Hermetic Sitemap Generator
As we said earlier, Hermetic Sitemap Generator is an offline XML Sitemap builder which scans files in a specified folder on te local hard drive and files in selected subfolders, and generates an XML Sitemap. This can then be submitted to search engines to help them index your website. This program can automatically set appropriate values of the change-frequency and priority tags for each file in the Sitemap.
Here is a sample screenshot:
Specifying the Top Folder
It is assumed that:
- All the files in the online website are contained in a local copy on your hard drive.
- All the files in the local copy are contained in a folder tree (starting with a top folder such as C:\websites\ace_hardware\).
- The structure of the folder tree on your website is mirrored in the structure of the folder tree on your local copy. (There may be subfolders of the top folder on your hard drive which do not correspond to any subfolders on your website.)
- There may be (and probably are) files in the local copy which are not to be included in the Sitemap.
Hermetic Sitemap Generator scans the files in the top folder of your local copy and in all subfolders recursively to build the Sitemap.
Click on the 'Top folder' button to specify the top folder in the usual way, as shown above right.
Specifying the Website URL
The top folder on your local hard drive should correspond to the top folder on your website. When Hermetic Sitemap Generator builds the Sitemap it has to state a URL for each of the files on your website that are included in the Sitemap, so it has to know the URL for the top folder.
Included File Types
You can specify the file types to be included in the Sitemap by clicking on the 'Set file types' button, which brings up a panel as at right, with a list of all file types which can be included in Google search results. Only file types which are checked will be included when Hermetic Sitemap Generator generates the Sitemap file.
Click to enlarge
This panel must be displayed, and the 'Confirm' button clicked, at least once before files can be listed or a Sitemap built. This is to ensure that you are aware of what file types are allowed in the Sitemap (and thus what file types will automatically be excuded).
Clicking on the 'Default' button selects the file types .htm, .html, .doc, .docx, .pdf and .txt.

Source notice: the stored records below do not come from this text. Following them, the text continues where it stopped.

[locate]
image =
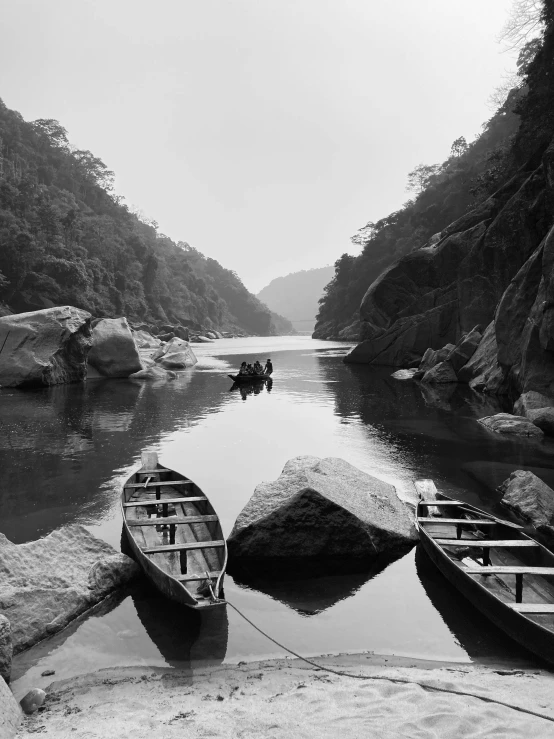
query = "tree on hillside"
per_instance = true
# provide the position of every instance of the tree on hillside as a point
(420, 177)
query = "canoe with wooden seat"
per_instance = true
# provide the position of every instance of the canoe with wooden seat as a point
(175, 534)
(505, 573)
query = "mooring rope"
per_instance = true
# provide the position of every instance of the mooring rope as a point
(400, 680)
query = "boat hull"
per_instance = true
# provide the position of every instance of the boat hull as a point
(529, 634)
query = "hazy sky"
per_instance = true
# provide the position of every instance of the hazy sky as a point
(263, 132)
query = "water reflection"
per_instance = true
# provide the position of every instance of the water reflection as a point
(307, 591)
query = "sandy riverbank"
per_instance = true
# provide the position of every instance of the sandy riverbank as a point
(288, 698)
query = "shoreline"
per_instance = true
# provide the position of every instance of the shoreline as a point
(397, 696)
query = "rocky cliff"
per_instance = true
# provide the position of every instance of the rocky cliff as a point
(493, 267)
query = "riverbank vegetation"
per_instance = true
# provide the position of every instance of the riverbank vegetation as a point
(67, 238)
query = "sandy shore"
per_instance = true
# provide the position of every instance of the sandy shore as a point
(289, 698)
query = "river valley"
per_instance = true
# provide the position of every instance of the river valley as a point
(66, 450)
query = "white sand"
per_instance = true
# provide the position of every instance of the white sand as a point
(288, 698)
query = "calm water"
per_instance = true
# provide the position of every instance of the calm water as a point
(65, 451)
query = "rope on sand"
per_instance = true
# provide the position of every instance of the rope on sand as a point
(400, 680)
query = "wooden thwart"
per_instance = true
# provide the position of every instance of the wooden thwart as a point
(475, 521)
(191, 578)
(164, 501)
(161, 520)
(502, 570)
(532, 607)
(181, 547)
(155, 483)
(486, 542)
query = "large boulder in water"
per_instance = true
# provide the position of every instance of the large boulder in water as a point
(47, 583)
(323, 510)
(44, 347)
(530, 497)
(114, 351)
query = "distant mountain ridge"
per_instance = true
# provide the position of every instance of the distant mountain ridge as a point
(295, 296)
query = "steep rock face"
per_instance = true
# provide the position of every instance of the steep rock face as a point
(439, 292)
(321, 508)
(45, 347)
(47, 583)
(114, 352)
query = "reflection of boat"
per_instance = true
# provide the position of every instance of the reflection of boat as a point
(506, 574)
(175, 534)
(249, 378)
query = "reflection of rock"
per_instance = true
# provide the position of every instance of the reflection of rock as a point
(479, 637)
(309, 590)
(44, 347)
(322, 508)
(48, 582)
(506, 423)
(6, 648)
(527, 495)
(184, 637)
(438, 396)
(114, 352)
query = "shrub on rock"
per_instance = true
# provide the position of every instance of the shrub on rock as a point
(44, 347)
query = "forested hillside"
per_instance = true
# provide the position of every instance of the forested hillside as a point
(442, 193)
(296, 296)
(66, 238)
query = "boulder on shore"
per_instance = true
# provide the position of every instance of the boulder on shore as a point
(6, 649)
(532, 499)
(48, 582)
(506, 423)
(323, 509)
(114, 352)
(44, 347)
(176, 354)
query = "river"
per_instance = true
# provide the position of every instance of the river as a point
(65, 451)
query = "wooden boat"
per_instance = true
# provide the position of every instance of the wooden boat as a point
(175, 534)
(506, 574)
(249, 378)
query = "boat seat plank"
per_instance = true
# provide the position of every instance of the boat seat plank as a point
(156, 483)
(475, 521)
(440, 502)
(162, 520)
(532, 607)
(190, 578)
(502, 570)
(179, 547)
(164, 501)
(487, 542)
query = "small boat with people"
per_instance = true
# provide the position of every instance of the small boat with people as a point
(505, 573)
(175, 534)
(253, 372)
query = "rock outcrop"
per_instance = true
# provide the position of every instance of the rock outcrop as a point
(322, 509)
(48, 582)
(176, 354)
(506, 423)
(10, 712)
(532, 499)
(114, 352)
(6, 648)
(45, 347)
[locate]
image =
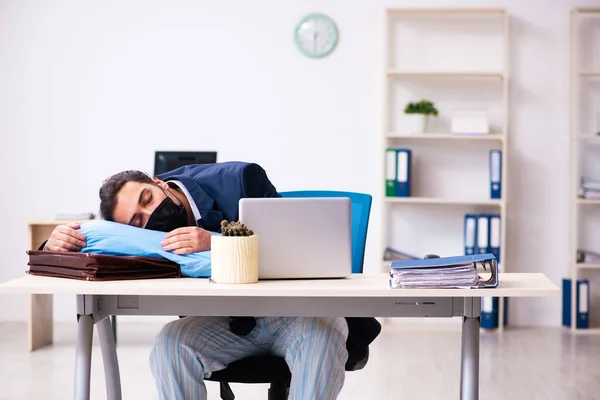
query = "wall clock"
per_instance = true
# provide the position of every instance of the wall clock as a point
(316, 35)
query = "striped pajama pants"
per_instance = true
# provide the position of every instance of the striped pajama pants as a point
(189, 349)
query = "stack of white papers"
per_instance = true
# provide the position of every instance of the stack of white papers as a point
(457, 272)
(461, 277)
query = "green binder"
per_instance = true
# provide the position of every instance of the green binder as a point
(391, 172)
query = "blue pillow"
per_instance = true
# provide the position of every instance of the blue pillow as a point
(112, 238)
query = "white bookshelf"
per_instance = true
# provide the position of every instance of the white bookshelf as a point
(445, 136)
(471, 72)
(447, 201)
(584, 149)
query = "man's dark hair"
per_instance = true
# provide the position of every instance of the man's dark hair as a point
(111, 187)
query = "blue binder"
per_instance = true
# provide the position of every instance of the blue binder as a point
(403, 172)
(470, 234)
(582, 303)
(496, 174)
(483, 234)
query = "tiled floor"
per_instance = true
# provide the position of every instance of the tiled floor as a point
(407, 362)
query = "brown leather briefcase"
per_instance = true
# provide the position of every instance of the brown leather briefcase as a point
(98, 267)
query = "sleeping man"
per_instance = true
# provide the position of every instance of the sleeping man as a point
(182, 209)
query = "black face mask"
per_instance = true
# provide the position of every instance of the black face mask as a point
(168, 216)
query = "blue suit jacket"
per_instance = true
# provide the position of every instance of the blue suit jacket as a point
(218, 188)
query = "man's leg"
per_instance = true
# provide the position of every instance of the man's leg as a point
(315, 351)
(189, 349)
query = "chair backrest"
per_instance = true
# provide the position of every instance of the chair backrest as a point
(361, 208)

Note that if you include .php files then there may be some which you wish to exclude. They can be excluded as explained in Exclusion of Files and Lower Subfolders below.
Exclusion of Top Subfolders
If there are some files in the folder tree which are not on your website, or which you don't want included in the Sitemap, then before instructing the program to scan the folder tree and build the Sitemap you have to specify which files are to be excluded from the scan.
The first step in doing this is to exclude unwanted top subfolders (these are the immediate subfolders of the top folder). Normally you will wish to scan most, if not all, of the top subfolders. Some of them, however, may contain only files which are not to be included in the Sitemap, so these subfolders should be excluded. To do this click on the 'Exclude top subfolders' button and check those which are to be excluded.
Exclusion of Files and Lower Subfolders
The following files are automatically excluded:
- Those HTML files which contain a robots meta tag which includes noindex.
- Files of a type which do not appear in Google search results.
Even after selecting some top subfolders for exclusion there may still be files in the included top subfolders (and in subfolders of these folders) which you don't wish to include in the Sitemap (in particular, some .php files). There are three ways to exclude these files:
- By specifying a minimum file size for inclusion.
- By giving a set of character strings such that any file whose pathname includes one of these strings will be excluded.
- By specifically selecting files for exclusion.
- By Filesize
Files of less than 1000 bytes usually don't contain anything worth returning in a search, but rather are redirection files and such.
- By Filepath Exclusion
A file is identified by a filepath, which is the name of the file preceded by the name of the folder containing it, preceded by the name of the folder containing that folder, and so on, up to the root folder. For example, if folder websites is in the root folder of Drive C:, and contains a subfolder example which contains a subfolder bak which contains a file file.txt then the filepath for that file is C:\websites\example\bak\file.txt.
Hermetic Sitemap Generator allows you to exclude files and subfolders whose filepaths contain a given character string (or any string in a given list of strings). This may be a substring of a folder name in the filepath, a substring of a file name, or any substring of a filepath (e.g., docs\2008-). This allows you to exclude files with the same (or similar) names in several subfolders, e.g., template.htm. It also allows you to exclude files in subfolders of included top subfolders, e.g., if you have some deeply-nested subfolders named bak which contain backups of files in immediately higher subfolders. When excluding subfolders it is advisable to include a leading and trailing backslash, e.g., \bak\.
These character strings must be separated by commas, may contain spaces and are not case-sensitive. (Remember that in Windows "ABC.TXT" is equivalent to "abc.txt", but this is usually not true for files on your webserver.)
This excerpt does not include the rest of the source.